When comparing GPU ecosystems today, it’s hard to ignore the native AI part of the story. Nvidia’s proprietary CUDA platform is still preferred AMD’s open source ROCm platform when it comes to programming models for AI research. Almost all custom operators and quantization libraries are built and tested in CUDA first, with ROCm support coming later. ROCm has matured a lot over the last few years, and according to the main LLM result, there is almost no performance gap with CUDA. However, working with Nvidia offers you plug-and-play compatibility with advanced LLM, libraries and custom packages.

If you work primarily with text-based inference and don’t mind a bit of manual setup, AMD GPUs are not a problem. However, if imaging, OS support, and day one support are out of the question, it still makes more sense to go with Nvidia. Local AI enthusiasts and professionals should think more than gamers when choosing between Nvidia and AMD. And the dominance of CUDA is hard to ignore.


A hand holding a gray graphics card in front of a gaming PC setup

Native AI is more accessible than ever, but with one major GPU-size caveat

If you want decent performance from your local AI stack, your system specs still matter

Creative workloads are still Nvidia’s turf

Even AMD Adrenaline can’t take a break

Even if you’re not the ideal consumer for native AI workloads, you’ll still be streaming games, editing videos, and using 3D rendering applications. Nvidia’s NVENC encoder remains the standard, delivering better quality than AMD’s AMF at the same bitrates, even after major improvements with RDNA 4. Then there’s the fact that Nvidia Broadcast, ShadowPlay, and Reflex come together in a way that AMD’s Adrenaline package still doesn’t. If you browse Reddit, you can still see people complaining about driver hangs, black screens, and specific game instability. The Nvidia software may not be as polished as Adrenalinebut it seems more stable at the moment.

Nvidia’s CUDA works again in programs like Adobe Premiere Pro, After Effects, and Blender, and in many cases offers better performance than AMD hardware. Professionals involved in these workflows are essentially forced to choose Nvidia more often. Consumers would like to support more affordable hardware, but they cannot do so at the expense of performance, stability, and compatibility. AMD has worked hard to close the gap with Nvidia in each of these areas, but Nvidia has a real lead that cannot be ignored.

Asus Prime GeForce RTX 5070

Memory Clock Speed

1750 MHz

Architecture

Blackwell

Process

TSMC 4N

Shader units

6144

Beam accelerators/cores

48

AI accelerators/cores

192



Photo of two graphics card cases stacked on top of each other

Having the latest GPUs from both Nvidia and AMD made me realize that software is more important than hardware in 2026.

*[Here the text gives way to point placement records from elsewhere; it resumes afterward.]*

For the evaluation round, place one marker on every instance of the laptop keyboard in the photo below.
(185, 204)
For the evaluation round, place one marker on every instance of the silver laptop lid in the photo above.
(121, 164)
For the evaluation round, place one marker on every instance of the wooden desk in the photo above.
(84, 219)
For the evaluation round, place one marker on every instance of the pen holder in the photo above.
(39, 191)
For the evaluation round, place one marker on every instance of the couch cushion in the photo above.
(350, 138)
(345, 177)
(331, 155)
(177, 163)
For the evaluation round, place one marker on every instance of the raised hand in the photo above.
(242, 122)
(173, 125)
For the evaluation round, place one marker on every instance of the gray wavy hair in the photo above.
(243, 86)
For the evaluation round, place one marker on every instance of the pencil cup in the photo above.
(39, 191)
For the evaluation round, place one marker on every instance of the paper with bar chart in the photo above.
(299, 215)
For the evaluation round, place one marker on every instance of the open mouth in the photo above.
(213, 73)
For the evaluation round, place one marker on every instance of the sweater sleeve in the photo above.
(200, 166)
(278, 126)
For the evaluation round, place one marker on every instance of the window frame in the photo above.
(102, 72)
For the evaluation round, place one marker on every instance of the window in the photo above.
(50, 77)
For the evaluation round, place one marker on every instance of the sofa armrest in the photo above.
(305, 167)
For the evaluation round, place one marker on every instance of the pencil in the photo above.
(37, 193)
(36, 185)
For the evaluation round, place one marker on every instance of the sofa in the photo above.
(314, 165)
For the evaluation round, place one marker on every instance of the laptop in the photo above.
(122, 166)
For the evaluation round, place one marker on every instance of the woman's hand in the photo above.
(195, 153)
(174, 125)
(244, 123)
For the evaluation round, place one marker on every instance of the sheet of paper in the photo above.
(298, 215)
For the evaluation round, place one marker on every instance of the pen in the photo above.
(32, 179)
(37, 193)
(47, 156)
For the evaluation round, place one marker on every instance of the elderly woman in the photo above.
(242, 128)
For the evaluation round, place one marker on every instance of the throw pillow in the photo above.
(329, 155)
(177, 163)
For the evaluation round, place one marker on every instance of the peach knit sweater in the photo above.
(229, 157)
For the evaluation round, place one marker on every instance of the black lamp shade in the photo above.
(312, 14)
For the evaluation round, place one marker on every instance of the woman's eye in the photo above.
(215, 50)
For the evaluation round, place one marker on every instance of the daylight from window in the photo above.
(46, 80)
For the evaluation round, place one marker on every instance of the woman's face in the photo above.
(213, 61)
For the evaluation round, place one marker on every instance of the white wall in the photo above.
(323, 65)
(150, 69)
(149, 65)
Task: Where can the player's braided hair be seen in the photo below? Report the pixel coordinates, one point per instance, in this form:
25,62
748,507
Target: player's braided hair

The gap is no longer purely silicon based

AMD isn’t far behind, but you should be aware of the trade-offs before you buy

If you compare where AMD is now to where it was just a few years ago, the difference is stark. We’ve seen ray tracing and scaling, significant improvements in ROCm, and a real performance jump in productivity applications. However, Nvidia still leads in almost every area, and those differences become significant when you compare similarly priced hardware.